Anatomical benefit from ranibizumab treatment of predominantly classic neovascular age-related macular degeneration in the 2-year anchor study.

PubMed ID: 20924261

Author(s): Sadda SR, Stoller G, Boyer DS, Blodi BA, Shapiro H, Ianchulev T. Anatomical benefit from ranibizumab treatment of predominantly classic neovascular age-related macular degeneration in the 2-year anchor study. Retina. 2010 Oct;30(9):1390-9. doi: 10.1097/IAE.0b013e3181e44599. PMID 20924261

Journal: Retina (Philadelphia, Pa.), Volume 30, Issue 9, Oct 2010

PURPOSE To compare lesion anatomical responses to ranibizumab versus verteporfin photodynamic therapy (PDT) in the ANCHOR (Anti-VEGF Antibody for the Treatment of Predominantly Classic Choroidal Neovascularization [CNV] in Age-Related Macular Degeneration) study.

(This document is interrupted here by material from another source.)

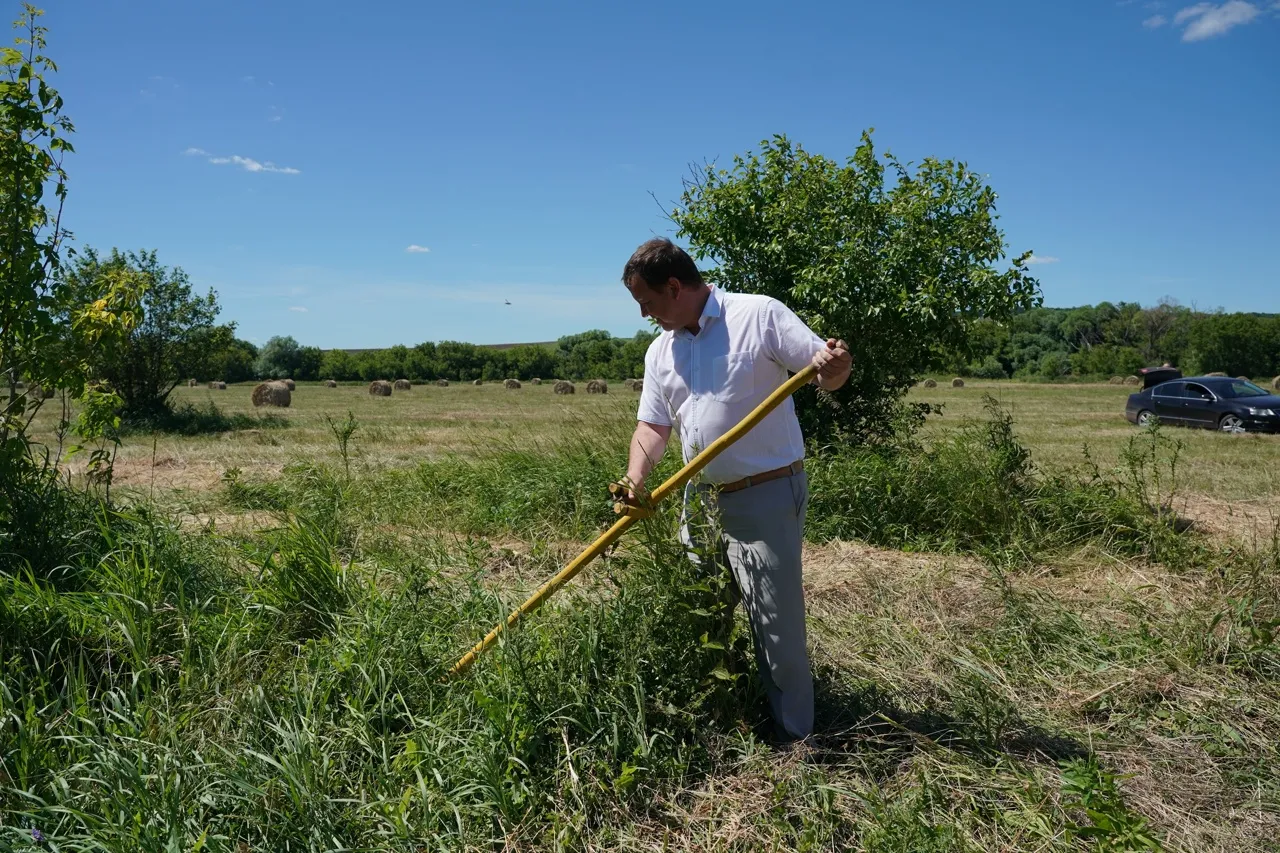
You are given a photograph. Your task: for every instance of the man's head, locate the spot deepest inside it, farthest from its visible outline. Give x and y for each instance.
(666, 283)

METHODS In this 2-year, Phase III, randomized, multicenter, double-masked trial, 423 patients received ranibizumab (0.3 or 0.5 mg) monthly + sham PDT or PDT + monthly sham injection. Photodynamic therapy (or sham PDT) was administered at Day 0 and then quarterly as needed. A central reading center assessed fundus photography and fluorescein angiography images. A subset (n = 61) had optical coherence tomography assessments. Main outcome measures included mean change from baseline at Months 12 and 24 for area of classic CNV and total area of leakage from CNV.

RESULTS At Months 12 and 24, ranibizumab was superior to PDT (P < 0.0001) for mean changes from baseline in total area of lesion, CNV area, and total area CNV leakage. Month 12 optical coherence tomographies showed greater center point thickness decrease from baseline with ranibizumab than with PDT (P = 0.0003). Ranibizumab benefits over PDT were evident by 3 months (fluorescein angiography) and 7 days (optical coherence tomography).

CONCLUSION Differences between the PDT and the ranibizumab groups in lesion anatomical outcomes were early, sustained, and favored ranibizumab.